Thursday, December 15, 2005

Mopeds

This post at Dog Journals reminded me of those cool one-step-above-the-cycle-in-the-vehicular-food-chain mopeds that could be seen, and probably are still seen scurrying about the Indian cityscape in a most industrious manner. I think every family in India has boasted the possession of at least one moped during it's entire lifetime. And why not, in a society of fuel conservation and high gas prices, what could make more sense than a motored vehicle that can magically turn into a bicycle on command once it's fuel runs out.

But one thing the moped isn't famous for is its speed. In fact I remember once I was riding double-seat with a friend on his moped, trying to climb up a hill. It wasn't even a real hill, just an upslope. And then, as we began the climb, a stray dog, a number of which populated the roads and lanes of my city, in fact sometimes outnumbering it's human populace, no doubt, attracted by the sight of an easy target, decided to chase us. The only problem was, and surprisingly, it turned out to be a problem he had to deal with, not us, that the moped just couldn't make it up the hill. And so the chasing dog would miscalculate our speed and wind up ahead of us, where, he would then wait with an expression of utter disgust while we apologetically huffed and puffed up to where he was, where he would again resume his chase, and the cycle would repeat. Finally, he decided we were too pathetic to be preyed upon and left us alone, no doubt, with the mental dissatisfaction of time ill-spent.

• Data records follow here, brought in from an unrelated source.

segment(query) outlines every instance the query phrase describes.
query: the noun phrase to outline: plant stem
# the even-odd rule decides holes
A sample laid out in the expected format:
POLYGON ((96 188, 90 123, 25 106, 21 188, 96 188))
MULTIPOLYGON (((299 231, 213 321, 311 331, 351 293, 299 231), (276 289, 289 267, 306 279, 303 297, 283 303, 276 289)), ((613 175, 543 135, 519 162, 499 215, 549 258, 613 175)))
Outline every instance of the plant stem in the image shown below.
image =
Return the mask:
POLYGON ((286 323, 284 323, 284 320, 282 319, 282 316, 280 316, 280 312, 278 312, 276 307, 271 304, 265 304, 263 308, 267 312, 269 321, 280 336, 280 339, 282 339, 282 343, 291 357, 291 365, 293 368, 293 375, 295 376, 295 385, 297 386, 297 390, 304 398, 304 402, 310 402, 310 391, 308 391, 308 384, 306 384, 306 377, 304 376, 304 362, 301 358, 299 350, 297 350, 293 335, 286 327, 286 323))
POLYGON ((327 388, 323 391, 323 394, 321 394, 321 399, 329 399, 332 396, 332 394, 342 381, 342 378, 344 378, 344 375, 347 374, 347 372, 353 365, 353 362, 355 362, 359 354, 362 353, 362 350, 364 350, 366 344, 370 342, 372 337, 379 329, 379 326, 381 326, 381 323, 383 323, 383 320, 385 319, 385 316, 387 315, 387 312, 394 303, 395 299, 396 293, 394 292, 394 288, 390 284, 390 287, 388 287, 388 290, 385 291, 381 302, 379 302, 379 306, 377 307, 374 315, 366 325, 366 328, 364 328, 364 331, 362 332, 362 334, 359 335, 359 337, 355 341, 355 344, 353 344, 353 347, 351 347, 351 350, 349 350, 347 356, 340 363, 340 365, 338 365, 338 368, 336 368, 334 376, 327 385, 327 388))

But a moped is also unique in that you can pile an extraordinary amount of humanity on it and it will still battle inertia to assume some form of motion. I remember during high school, four of us once piled upon a moped and went for a ride. And the driver, just to be a douchebag, began to swerve it from side to side. And being a douchebag that he was, he miscalculated the swerve, the moped began to wobble and pretty soon we found ourselves sprawled on to the tarmac groaning and bleeding. God that was painful, probably the most painful fall I've ever had in my life. Although the moped itself, apparently untraumatized by the experience, got up, dusted itself and cycled off without us. It was a gutsy son of a bitch.

Mopeds still exist in India. And nothing showcases India's inherent contradictions better than a skinny guy on a moped, holding the handlebar with one hand while speaking on a state-of-the-art cellphone held in the other. 21st century glamor and 19th century guts going hand in hand in apparent technological harmony as does the rest of India. And that, my friends, is what drives this great country.